In 2019, the daily turnover of the forex markets reached $6.6 trillion, up from $5.1 trillion in 2016. In 2019, the total value of the forex industry will be $2.409 trillion , up from $1.934 trillion in 2016.

Forex trading and gambling are often compared because they both involve risking funds on a certain price movement that may or may not occur. It is believed that the only difference between the two is luck.

Key Differences Between Currency Trading and Gambling

Is forex actually like gambling? Between these two activities, there are several significant differences, and the most fundamental is related to probability.

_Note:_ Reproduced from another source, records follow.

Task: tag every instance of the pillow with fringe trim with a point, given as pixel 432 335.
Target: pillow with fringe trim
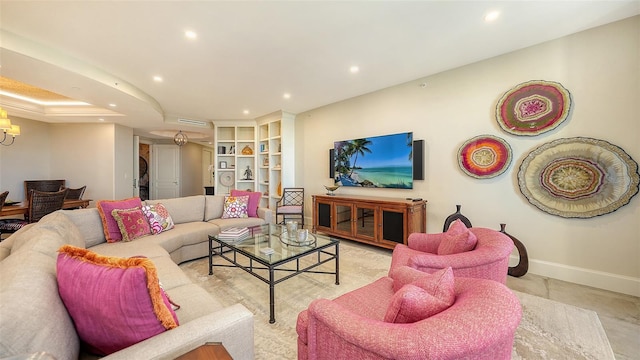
pixel 114 302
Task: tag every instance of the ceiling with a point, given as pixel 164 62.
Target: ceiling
pixel 248 54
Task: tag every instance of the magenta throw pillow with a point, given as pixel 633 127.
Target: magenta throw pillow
pixel 132 223
pixel 109 224
pixel 158 218
pixel 457 239
pixel 114 302
pixel 235 207
pixel 254 200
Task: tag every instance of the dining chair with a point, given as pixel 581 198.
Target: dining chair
pixel 43 185
pixel 41 203
pixel 291 205
pixel 75 194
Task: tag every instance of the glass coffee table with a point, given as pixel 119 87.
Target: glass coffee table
pixel 288 259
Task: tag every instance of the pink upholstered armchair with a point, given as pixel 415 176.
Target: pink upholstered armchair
pixel 489 259
pixel 480 324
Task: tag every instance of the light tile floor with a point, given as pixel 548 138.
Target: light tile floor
pixel 618 313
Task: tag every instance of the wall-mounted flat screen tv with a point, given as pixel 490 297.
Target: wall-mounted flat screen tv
pixel 375 162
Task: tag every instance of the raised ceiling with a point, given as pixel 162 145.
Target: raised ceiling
pixel 248 54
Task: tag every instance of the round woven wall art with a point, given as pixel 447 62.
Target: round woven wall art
pixel 578 177
pixel 533 108
pixel 484 156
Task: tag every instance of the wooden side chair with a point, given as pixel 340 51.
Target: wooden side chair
pixel 75 194
pixel 41 203
pixel 291 205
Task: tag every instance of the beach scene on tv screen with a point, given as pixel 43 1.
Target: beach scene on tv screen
pixel 376 162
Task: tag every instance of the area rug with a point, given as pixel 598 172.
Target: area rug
pixel 549 329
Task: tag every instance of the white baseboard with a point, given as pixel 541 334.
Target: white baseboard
pixel 598 279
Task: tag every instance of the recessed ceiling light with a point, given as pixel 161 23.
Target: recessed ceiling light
pixel 492 16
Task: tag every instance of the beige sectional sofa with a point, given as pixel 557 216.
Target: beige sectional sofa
pixel 34 319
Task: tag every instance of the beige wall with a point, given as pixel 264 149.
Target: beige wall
pixel 600 69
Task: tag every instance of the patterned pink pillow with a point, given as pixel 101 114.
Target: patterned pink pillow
pixel 132 223
pixel 438 284
pixel 235 207
pixel 254 201
pixel 419 294
pixel 109 225
pixel 158 217
pixel 114 302
pixel 457 239
pixel 412 304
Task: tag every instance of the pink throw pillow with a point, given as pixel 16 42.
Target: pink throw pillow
pixel 412 304
pixel 254 200
pixel 420 295
pixel 109 224
pixel 457 239
pixel 235 207
pixel 132 223
pixel 114 302
pixel 158 217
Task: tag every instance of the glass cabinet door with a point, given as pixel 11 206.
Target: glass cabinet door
pixel 323 215
pixel 343 217
pixel 365 221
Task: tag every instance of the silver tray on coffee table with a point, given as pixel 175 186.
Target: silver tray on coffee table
pixel 293 241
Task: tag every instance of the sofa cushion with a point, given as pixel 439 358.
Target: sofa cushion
pixel 158 218
pixel 183 209
pixel 114 302
pixel 254 200
pixel 109 224
pixel 89 222
pixel 457 239
pixel 32 315
pixel 53 231
pixel 235 207
pixel 224 224
pixel 132 223
pixel 213 207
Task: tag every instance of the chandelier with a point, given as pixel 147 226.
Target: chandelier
pixel 7 129
pixel 180 138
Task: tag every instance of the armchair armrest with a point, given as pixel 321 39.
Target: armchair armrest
pixel 425 242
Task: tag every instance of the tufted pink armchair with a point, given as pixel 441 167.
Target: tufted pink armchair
pixel 480 324
pixel 488 260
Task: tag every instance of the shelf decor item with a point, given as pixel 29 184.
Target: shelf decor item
pixel 578 177
pixel 484 156
pixel 331 189
pixel 247 150
pixel 533 108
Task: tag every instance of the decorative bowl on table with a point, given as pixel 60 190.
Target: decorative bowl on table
pixel 331 189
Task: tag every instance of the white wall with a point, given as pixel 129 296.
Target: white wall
pixel 83 154
pixel 27 159
pixel 600 67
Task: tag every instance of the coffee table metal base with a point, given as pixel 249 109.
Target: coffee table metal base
pixel 230 253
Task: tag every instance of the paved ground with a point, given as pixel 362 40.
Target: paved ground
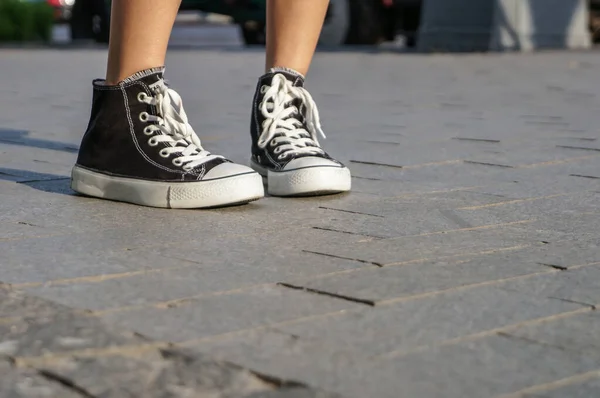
pixel 465 263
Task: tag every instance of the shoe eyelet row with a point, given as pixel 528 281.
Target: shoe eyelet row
pixel 142 96
pixel 163 153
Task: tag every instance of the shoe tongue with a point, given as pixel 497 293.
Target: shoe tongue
pixel 296 78
pixel 148 76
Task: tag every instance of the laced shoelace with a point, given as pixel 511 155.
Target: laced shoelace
pixel 290 130
pixel 174 128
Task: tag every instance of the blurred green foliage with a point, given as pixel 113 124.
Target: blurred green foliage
pixel 25 20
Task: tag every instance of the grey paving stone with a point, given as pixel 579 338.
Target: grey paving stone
pixel 578 285
pixel 86 367
pixel 324 352
pixel 454 244
pixel 219 314
pixel 25 383
pixel 185 279
pixel 576 333
pixel 584 389
pixel 376 284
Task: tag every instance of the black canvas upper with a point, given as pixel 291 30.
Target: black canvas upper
pixel 266 157
pixel 114 142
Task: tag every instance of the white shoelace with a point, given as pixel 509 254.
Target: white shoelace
pixel 172 123
pixel 281 128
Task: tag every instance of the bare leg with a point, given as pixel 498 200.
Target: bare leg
pixel 293 28
pixel 139 34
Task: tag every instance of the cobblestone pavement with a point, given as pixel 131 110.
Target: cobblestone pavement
pixel 465 263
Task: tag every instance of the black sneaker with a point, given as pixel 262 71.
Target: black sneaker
pixel 285 148
pixel 140 148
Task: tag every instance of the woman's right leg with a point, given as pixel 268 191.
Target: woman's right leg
pixel 139 34
pixel 139 146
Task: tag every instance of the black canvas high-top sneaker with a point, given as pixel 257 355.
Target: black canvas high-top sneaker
pixel 140 148
pixel 285 147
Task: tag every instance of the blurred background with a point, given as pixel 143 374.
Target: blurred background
pixel 223 22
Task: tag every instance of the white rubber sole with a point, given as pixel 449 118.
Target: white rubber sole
pixel 310 181
pixel 238 189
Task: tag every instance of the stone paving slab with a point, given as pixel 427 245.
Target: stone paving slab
pixel 51 350
pixel 465 263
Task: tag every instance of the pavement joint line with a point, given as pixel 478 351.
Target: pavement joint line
pixel 488 164
pixel 105 277
pixel 411 166
pixel 115 350
pixel 489 226
pixel 429 164
pixel 484 252
pixel 518 201
pixel 96 278
pixel 585 176
pixel 479 335
pixel 350 211
pixel 461 189
pixel 581 148
pixel 555 162
pixel 359 308
pixel 186 300
pixel 180 301
pixel 340 231
pixel 554 385
pixel 485 283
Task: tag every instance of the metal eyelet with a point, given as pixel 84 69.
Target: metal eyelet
pixel 163 153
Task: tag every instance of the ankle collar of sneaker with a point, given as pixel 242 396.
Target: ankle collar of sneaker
pixel 287 70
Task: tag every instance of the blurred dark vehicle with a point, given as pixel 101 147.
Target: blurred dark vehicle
pixel 595 20
pixel 62 9
pixel 350 22
pixel 347 21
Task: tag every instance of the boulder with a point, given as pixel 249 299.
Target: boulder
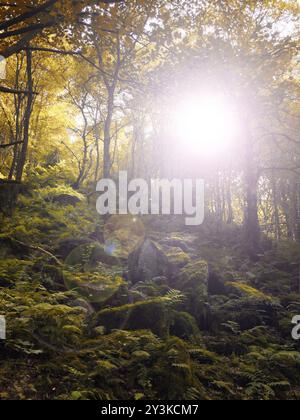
pixel 89 255
pixel 147 262
pixel 66 199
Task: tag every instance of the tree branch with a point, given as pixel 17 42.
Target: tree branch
pixel 4 146
pixel 27 15
pixel 4 89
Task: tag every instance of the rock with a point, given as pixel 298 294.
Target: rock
pixel 89 255
pixel 194 278
pixel 147 315
pixel 147 262
pixel 66 246
pixel 66 199
pixel 177 257
pixel 216 285
pixel 177 243
pixel 184 325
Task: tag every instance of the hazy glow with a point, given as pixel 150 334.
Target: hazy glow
pixel 207 124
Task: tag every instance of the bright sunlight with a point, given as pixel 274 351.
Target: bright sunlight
pixel 207 124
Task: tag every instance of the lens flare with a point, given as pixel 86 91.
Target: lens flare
pixel 206 124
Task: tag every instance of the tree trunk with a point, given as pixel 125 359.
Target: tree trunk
pixel 251 221
pixel 27 116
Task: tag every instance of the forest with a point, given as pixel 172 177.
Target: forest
pixel 141 305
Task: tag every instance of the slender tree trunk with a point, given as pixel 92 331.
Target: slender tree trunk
pixel 23 154
pixel 251 221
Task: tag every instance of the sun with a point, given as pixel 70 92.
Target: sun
pixel 205 124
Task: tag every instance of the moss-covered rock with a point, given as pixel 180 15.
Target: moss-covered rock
pixel 147 262
pixel 150 315
pixel 89 255
pixel 184 325
pixel 177 257
pixel 194 276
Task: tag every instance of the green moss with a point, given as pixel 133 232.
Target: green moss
pixel 177 257
pixel 246 290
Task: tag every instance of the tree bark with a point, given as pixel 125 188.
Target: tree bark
pixel 27 116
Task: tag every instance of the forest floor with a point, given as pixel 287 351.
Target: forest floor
pixel 208 324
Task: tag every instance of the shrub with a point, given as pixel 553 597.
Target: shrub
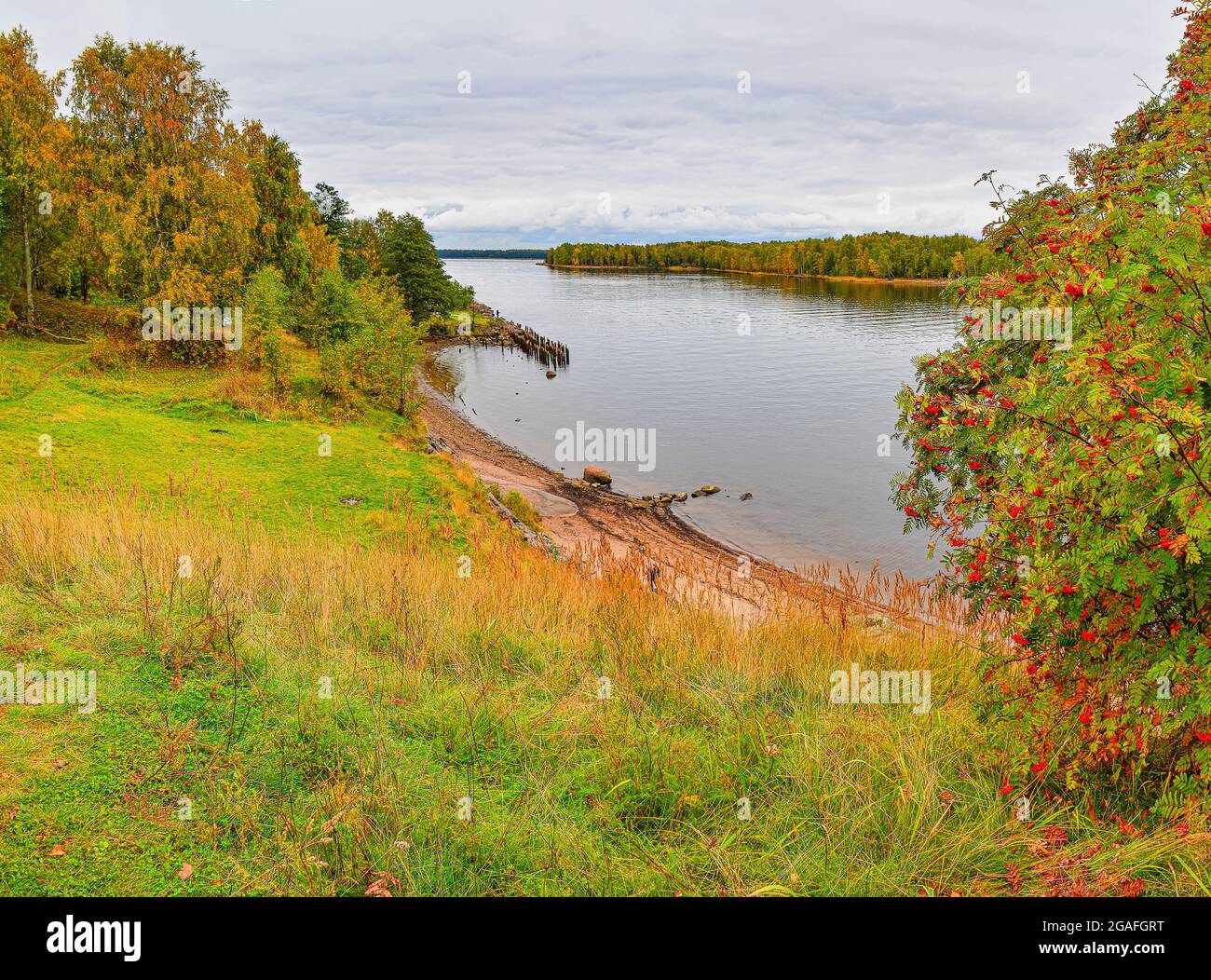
pixel 266 305
pixel 1072 486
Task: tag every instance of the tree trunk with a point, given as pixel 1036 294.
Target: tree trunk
pixel 29 265
pixel 399 410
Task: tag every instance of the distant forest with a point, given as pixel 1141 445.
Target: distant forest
pixel 884 254
pixel 491 253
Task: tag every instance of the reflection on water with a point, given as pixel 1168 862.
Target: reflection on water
pixel 780 388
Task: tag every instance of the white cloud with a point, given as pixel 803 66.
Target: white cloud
pixel 638 101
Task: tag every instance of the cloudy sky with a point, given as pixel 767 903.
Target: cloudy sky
pixel 528 124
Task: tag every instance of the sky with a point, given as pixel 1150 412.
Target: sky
pixel 528 124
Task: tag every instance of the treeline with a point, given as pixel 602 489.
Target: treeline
pixel 140 192
pixel 882 254
pixel 492 252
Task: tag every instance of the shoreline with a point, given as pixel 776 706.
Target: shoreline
pixel 879 280
pixel 606 527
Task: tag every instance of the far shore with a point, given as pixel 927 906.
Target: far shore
pixel 606 523
pixel 882 280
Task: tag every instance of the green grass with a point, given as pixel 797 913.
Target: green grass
pixel 442 687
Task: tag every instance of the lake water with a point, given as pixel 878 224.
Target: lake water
pixel 791 411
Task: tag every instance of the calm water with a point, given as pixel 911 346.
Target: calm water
pixel 792 412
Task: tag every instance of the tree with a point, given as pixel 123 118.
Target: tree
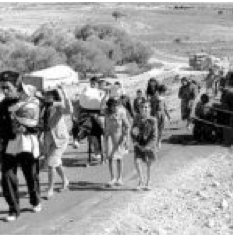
pixel 117 14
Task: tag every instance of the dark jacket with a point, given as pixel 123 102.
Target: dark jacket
pixel 127 104
pixel 6 128
pixel 136 104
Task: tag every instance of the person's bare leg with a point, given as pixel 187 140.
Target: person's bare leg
pixel 148 173
pixel 51 176
pixel 111 171
pixel 120 168
pixel 138 167
pixel 61 173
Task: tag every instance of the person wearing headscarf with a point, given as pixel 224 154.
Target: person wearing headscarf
pixel 152 88
pixel 187 93
pixel 144 133
pixel 56 136
pixel 19 116
pixel 116 137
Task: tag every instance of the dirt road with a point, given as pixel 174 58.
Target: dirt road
pixel 88 198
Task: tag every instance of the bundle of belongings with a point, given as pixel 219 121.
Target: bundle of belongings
pixel 90 101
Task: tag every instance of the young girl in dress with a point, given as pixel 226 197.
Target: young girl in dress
pixel 116 136
pixel 144 134
pixel 56 136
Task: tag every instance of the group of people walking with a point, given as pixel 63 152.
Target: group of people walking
pixel 23 133
pixel 32 124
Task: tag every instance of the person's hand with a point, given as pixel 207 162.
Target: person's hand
pixel 135 131
pixel 21 129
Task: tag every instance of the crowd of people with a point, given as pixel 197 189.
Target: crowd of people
pixel 32 124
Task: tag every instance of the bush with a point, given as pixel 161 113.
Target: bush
pixel 89 49
pixel 117 14
pixel 85 57
pixel 123 48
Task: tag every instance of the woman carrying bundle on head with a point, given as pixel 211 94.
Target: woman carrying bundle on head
pixel 152 88
pixel 20 113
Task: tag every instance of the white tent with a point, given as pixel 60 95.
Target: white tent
pixel 52 77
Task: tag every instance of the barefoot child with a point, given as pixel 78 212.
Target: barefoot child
pixel 144 134
pixel 116 136
pixel 56 137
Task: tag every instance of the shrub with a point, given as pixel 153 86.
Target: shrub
pixel 117 14
pixel 86 57
pixel 123 48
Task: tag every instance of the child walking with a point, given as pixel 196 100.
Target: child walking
pixel 160 111
pixel 116 136
pixel 56 137
pixel 144 134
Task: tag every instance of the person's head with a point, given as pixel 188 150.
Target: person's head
pixel 51 96
pixel 185 81
pixel 102 85
pixel 153 82
pixel 205 99
pixel 118 84
pixel 94 82
pixel 145 108
pixel 112 104
pixel 10 83
pixel 26 91
pixel 139 93
pixel 162 89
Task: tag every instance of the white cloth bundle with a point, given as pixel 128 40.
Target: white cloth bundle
pixel 91 98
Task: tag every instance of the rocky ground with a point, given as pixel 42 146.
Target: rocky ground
pixel 196 201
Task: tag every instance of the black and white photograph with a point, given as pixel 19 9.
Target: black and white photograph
pixel 116 118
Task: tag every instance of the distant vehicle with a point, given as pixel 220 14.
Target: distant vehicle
pixel 52 77
pixel 218 116
pixel 204 61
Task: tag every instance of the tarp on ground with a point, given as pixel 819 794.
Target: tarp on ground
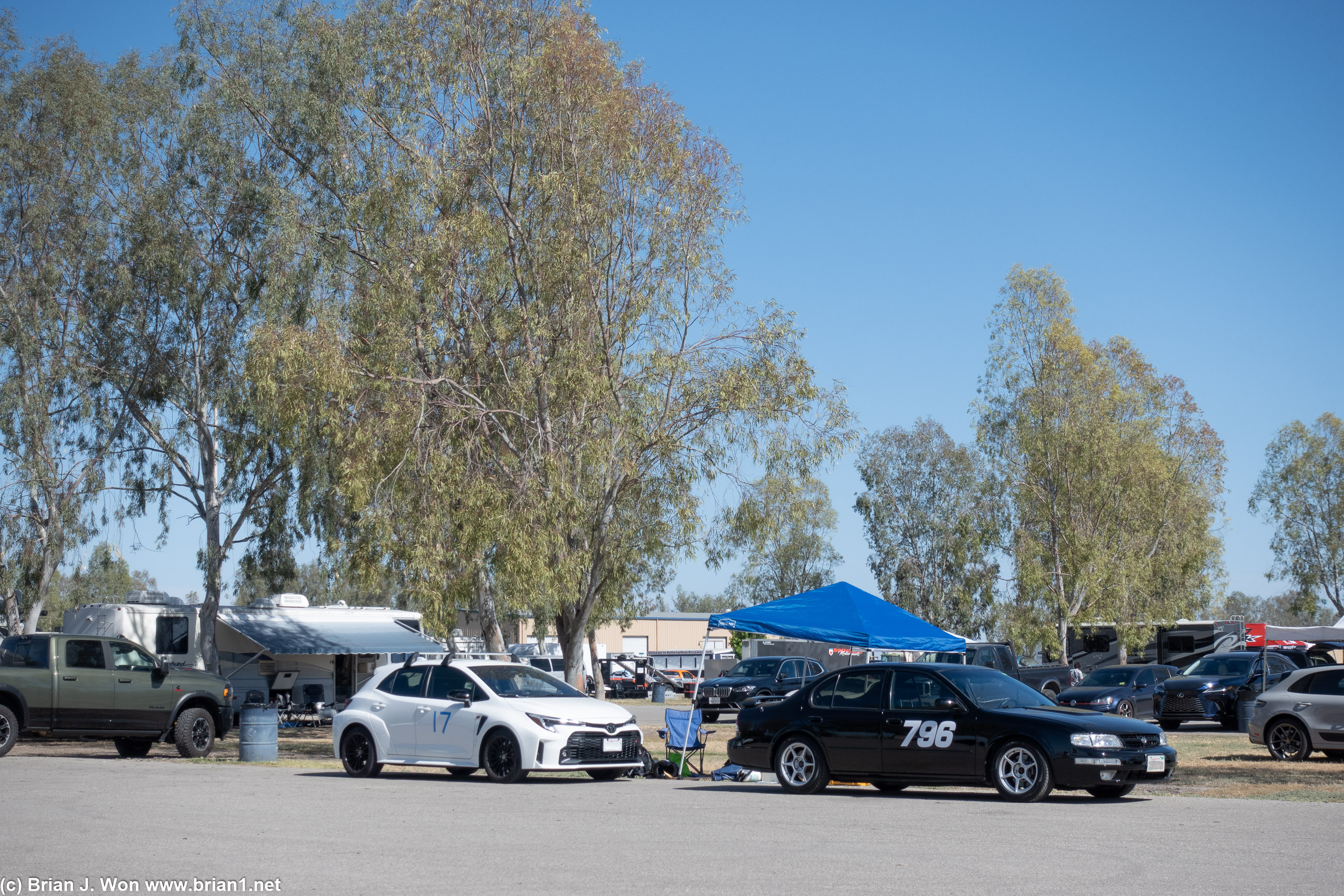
pixel 842 614
pixel 307 633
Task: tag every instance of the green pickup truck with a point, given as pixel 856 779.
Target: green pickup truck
pixel 89 687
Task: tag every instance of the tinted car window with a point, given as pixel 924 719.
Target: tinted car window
pixel 405 683
pixel 84 655
pixel 1328 683
pixel 916 691
pixel 125 656
pixel 25 652
pixel 858 691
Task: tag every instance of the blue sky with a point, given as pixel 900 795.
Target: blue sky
pixel 1178 164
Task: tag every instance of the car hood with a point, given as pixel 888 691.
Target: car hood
pixel 574 708
pixel 1092 692
pixel 1086 721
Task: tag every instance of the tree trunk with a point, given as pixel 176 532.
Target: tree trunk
pixel 486 609
pixel 597 692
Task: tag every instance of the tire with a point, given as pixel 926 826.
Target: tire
pixel 359 754
pixel 132 747
pixel 1022 773
pixel 1288 741
pixel 194 734
pixel 802 767
pixel 1110 792
pixel 8 730
pixel 503 760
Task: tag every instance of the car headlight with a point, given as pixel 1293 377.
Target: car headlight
pixel 1096 741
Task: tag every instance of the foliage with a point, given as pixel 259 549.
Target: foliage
pixel 784 529
pixel 1112 475
pixel 1301 492
pixel 932 522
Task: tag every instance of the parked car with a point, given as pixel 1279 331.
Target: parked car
pixel 896 724
pixel 1126 691
pixel 506 718
pixel 756 678
pixel 1303 712
pixel 108 688
pixel 1209 688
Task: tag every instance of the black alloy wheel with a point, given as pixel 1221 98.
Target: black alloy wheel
pixel 503 758
pixel 1287 741
pixel 359 755
pixel 8 730
pixel 194 734
pixel 1110 792
pixel 800 767
pixel 132 747
pixel 1022 773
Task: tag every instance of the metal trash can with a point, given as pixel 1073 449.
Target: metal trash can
pixel 258 733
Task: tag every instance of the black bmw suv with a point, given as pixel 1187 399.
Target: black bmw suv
pixel 757 678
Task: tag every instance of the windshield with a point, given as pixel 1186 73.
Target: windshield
pixel 522 681
pixel 1220 667
pixel 992 690
pixel 1109 678
pixel 753 669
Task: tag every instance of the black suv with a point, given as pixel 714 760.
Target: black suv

  • During the game, the house understands the chances of winning and losing positions and transforms them in such a way that losses are more frequent than wins.
  • Currency traders are not in competition with a single house; they compete with other traders, as well as themselves. Because of this, they hold the power to swing the odds in their favor when using various strategies and techniques while trading.
  • People believe that gambling and forex are somewhat similar because they both deal with luck and chance. Nevertheless, there are many fundamental differences between them, the most important of which is probability.
  • A game of chance, for example, involves two participants: the player and the house. A player is never able to beat the house, no matter how good he is. Therefore, the house sets higher odds for losing bets than for winning bets. While some players can win big jackpots, others will lose, tipping the odds in favor of the casino.
  • Forex trading, on the other hand, is a market where there is no “house” against which a trader should act. Merchants are in competition with other merchants, as well as themselves, and they must make their decisions in such a way as to increase their chances of receiving a payout. In other words, a trader can turn the odds in his favor in order to become a house.
  • Individuals can improve their chances of success in gambling and Forex. In gambling, however, the house always wins over the player, unlike forex trading. All of these techniques can only reduce it, not completely eliminate it.
  • With trading, you can use the tools available through many brokers to improve your performance.
  • However, odds can be manipulated in trading, so the trader has the edge. There are many ways to manipulate probabilities. Technical analysis is the most common method. Analysts can use technical analysis to determine where the price will go next based on past price movements. These indicators will help them determine where the price will go next.
  • Fundamental analysis of a company, market or country also looks at current conditions. Using it, traders can determine whether an asset will go up, down or remain unchanged.
  • Risk management is another method of retaining an advantage, which has several components. Portfolio diversification is a way to reduce the risk of large losses and maintain a more stable account: traders use different assets simultaneously.

Characteristics of players in forex trading

Players do not view their activities as businesses. Their approach to forex is zealous and dangerous. This is the main difference between forex trading and gambling. Price Action trading can be used by traders to give themselves an edge in the market.

Players are often motivated by hope. We hope they can recover from past losses and get back on track for the next win. Hope is a very dangerous thing when it comes to Forex trading.

At the end of the line

Over time, most retail Forex traders lose money. Nevertheless, a significant minority make money over time.

Unless you are a professional poker player, there are no long term winners in the game.